Informationen sind in Indien immer persönlich gefärbt! Die Inder zeichnen sich nämlich nicht unbedingt durch sachliche Objektivität, sondern eher durch ihre Emotionalität aus. Ein ausgeprägtes Konkurrenzdenken, verbunden mit „nicht Nein-Sagen“ können (Stichwort „No Problem“) und die Angst vor Gesichtsverlust führen in Indien oft zu grenzenlosem Zweck-Optimismus oder direkt zu Falschaussagen.
Von Europäern wird leider nur zu oft vergessen, dass man in Indien grundsätzlich jede Information als gefiltert und subjektiv einschätzen muss.
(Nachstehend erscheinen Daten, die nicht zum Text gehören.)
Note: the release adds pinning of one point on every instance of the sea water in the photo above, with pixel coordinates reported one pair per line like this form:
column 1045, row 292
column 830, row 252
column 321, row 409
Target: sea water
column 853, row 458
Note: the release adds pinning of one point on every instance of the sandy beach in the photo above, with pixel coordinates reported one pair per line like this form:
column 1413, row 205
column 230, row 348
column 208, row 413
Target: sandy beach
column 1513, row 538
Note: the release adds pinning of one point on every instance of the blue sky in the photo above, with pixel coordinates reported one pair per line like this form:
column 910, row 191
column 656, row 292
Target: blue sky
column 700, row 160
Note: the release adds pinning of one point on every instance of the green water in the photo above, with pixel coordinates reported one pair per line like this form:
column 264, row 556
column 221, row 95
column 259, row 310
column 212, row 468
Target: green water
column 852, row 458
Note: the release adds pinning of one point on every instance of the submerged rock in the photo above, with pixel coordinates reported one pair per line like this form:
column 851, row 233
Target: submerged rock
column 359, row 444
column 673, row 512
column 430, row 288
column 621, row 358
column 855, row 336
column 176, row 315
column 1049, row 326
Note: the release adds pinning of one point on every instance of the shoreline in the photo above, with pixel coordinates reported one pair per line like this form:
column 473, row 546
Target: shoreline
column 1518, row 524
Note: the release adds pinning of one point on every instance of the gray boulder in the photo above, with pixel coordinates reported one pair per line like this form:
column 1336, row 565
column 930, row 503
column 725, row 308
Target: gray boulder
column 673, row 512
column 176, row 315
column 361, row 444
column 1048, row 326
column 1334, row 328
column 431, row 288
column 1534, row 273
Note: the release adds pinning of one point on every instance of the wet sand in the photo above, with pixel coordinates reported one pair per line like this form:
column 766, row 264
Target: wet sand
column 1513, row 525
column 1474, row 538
Hat man diese Erkenntnis erst einmal verinnerlicht, lassen sich von vornherein eine ganze Reihe von Fehleinschätzungen und falschen Entscheidungen vermeiden. Trotzdem, stellt sich natürlich die Frage, wie man – bei dieser Ausgangslage – in Indien überhaupt an objektive Zahlen, Daten und Fakten und vielleicht sogar an manche Geheimnisse gelangen kann.
Grenzenlose Neugierde, ein typisch indischer Charakterzug
„Wer nicht neugierig ist, erfährt nichts“, besagt ein Sprichwort. Und international erfahrene Manager bestätigen: Nirgendwo auf der Welt wird so viel getratscht wie in Indien.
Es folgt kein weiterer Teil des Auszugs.